Uma Revolução Perdida – A História do Socialismo Soviético
Daniel Aarão Reis Filho, Editora Fundação Perseu Abramo, 2a edição, 2007, 319 páginas
A Revolução Russa de 1917 foi um dos mais importantes acontecimentos do século 20. Marcou a política, a economia, a cultura, as artes e muitos outros aspectos da vida social. A primeira edição desta publicação saiu em 1997 e a segunda edição em julho deste ano. Nela, o historiador reconstrói a trajetória do socialismo soviético e seus antecedentes, ao mesmo tempo que aponta para tendências da Rússia depois de 1991. Ele se apoiou em ampla e qualificada bibliografia e estrutura sua narrativa a partir de uma sólida cultura sobre a história do socialismo, apresentando um quadro completo dessa aventura humana, desde suas origens e eclosão até sua recente desagregação, com um primeiro balanço das experiências neoliberais pós-perestroika.
História da Internacional Comunista 1919-1943
Pierre Broué, Editora Sundermann, 2007, 1.351 páginas
Dividida em dois tomos, a obra do historiador Broué mostra como, na esteira da Revolução Russa, um grupo de revolucionários de diversos países, para garantir a continuidade da obra revolucionária da então moribunda internacional socialdemocrata, reuniu-se e decidiu que era tempo de construir outro partido mundial. Nascia a III Internacional, ou Internacional Comunista. No primeiro tomo, A Ascensão e a Queda, o autor, especialista em movimento comunista, analisa a trajetória da organização. Fundada em 1919, até 1923 sua existência foi dedicada à construção da revolução mundial, e os instrumentos teóricos forjados nessa luta até hoje são úteis aos militantes revolucionários. No segundo tomo, Da Atividade Política à Atividade Policial, são retratados os dez últimos anos de existência da III Internacional e a sua trágica transformação operada sob a hegemonia de Stalin na orientação da Internacional Comunista: de entidade com atribuições de coordenação da revolução mundial, passou a organismo de direção de uma federação de partidos comunistas que atuava como guarda-fronteiras da política externa da URSS.
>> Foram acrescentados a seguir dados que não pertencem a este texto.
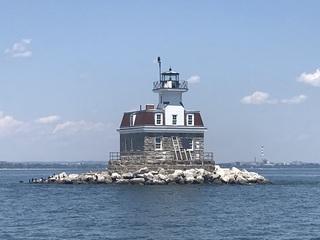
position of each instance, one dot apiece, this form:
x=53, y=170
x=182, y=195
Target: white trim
x=191, y=144
x=155, y=143
x=162, y=129
x=174, y=119
x=192, y=119
x=156, y=119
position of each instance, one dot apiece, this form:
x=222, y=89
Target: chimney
x=149, y=106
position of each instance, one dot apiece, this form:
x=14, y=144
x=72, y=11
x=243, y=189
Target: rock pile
x=161, y=177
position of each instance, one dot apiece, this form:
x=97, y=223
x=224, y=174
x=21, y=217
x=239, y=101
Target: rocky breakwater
x=161, y=177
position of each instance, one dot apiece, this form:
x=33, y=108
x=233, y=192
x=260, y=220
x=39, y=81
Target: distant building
x=167, y=135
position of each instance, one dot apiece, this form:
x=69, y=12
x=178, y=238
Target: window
x=174, y=119
x=190, y=119
x=158, y=143
x=132, y=119
x=190, y=140
x=187, y=143
x=125, y=144
x=158, y=119
x=131, y=144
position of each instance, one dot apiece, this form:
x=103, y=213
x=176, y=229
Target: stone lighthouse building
x=163, y=135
Às Portas da Revolução –Escritos de Lenin de 1917
Slavoj Zizek, Boitempo Editorial, 2005, 350 páginas
0 pensador esloveno se contrapõe ao consenso liberal para resgatar o Lenin estrategista, que vai desde a oposição pacifista à guerra interimperialista de 1914 até o dirigente da virada revolucionária de 1917 – "o Lenin de quem ainda temos o que aprender", escreve Zizek. Ele retoma o fio da meada da aventura revolucionária dos bolcheviques, sob a direção de Lenin, com textos daquele período "em que o extraordinário se torna cotidiano" e com reflexões que adentram as várias dimensões do processo revolucionário. Apresenta o Lenin intelectual e faz uma espécie de acerto de contas com o líder precocemente enterrado. Situa os textos de 1917 em seu contexto histórico e explica por que não se deve voltar a Lenin, mas repetir o gesto leninista que fundou o projeto socialista na época do imperialismo e do colonialismo.
O Século Soviético –Da Revolução de 1917 ao Colapso da URSS
Moshe Lewin, Editora Record, 2007, 500 páginas
Com a recente abertura dos arquivos da URSS, o polonês Moshe Lewin destaca demografia, economia, cultura e repressão política, apresentando um estudo da história e da ideologia soviéticas, e mostra os movimentos internos de um sistema ainda hoje mal compreendido. Ao contrário de outros trabalhos sobre a história social da União Soviética, o autor volta-se para a questão da classe rural e não trata o proletariado e o papel de liderança imputado a ele, como fazem outros historiadores. Para Lewin, a Rússia era um país rural cuja rápida modernização produziu cidades "camponesas" e uma burocracia com a mesma característica.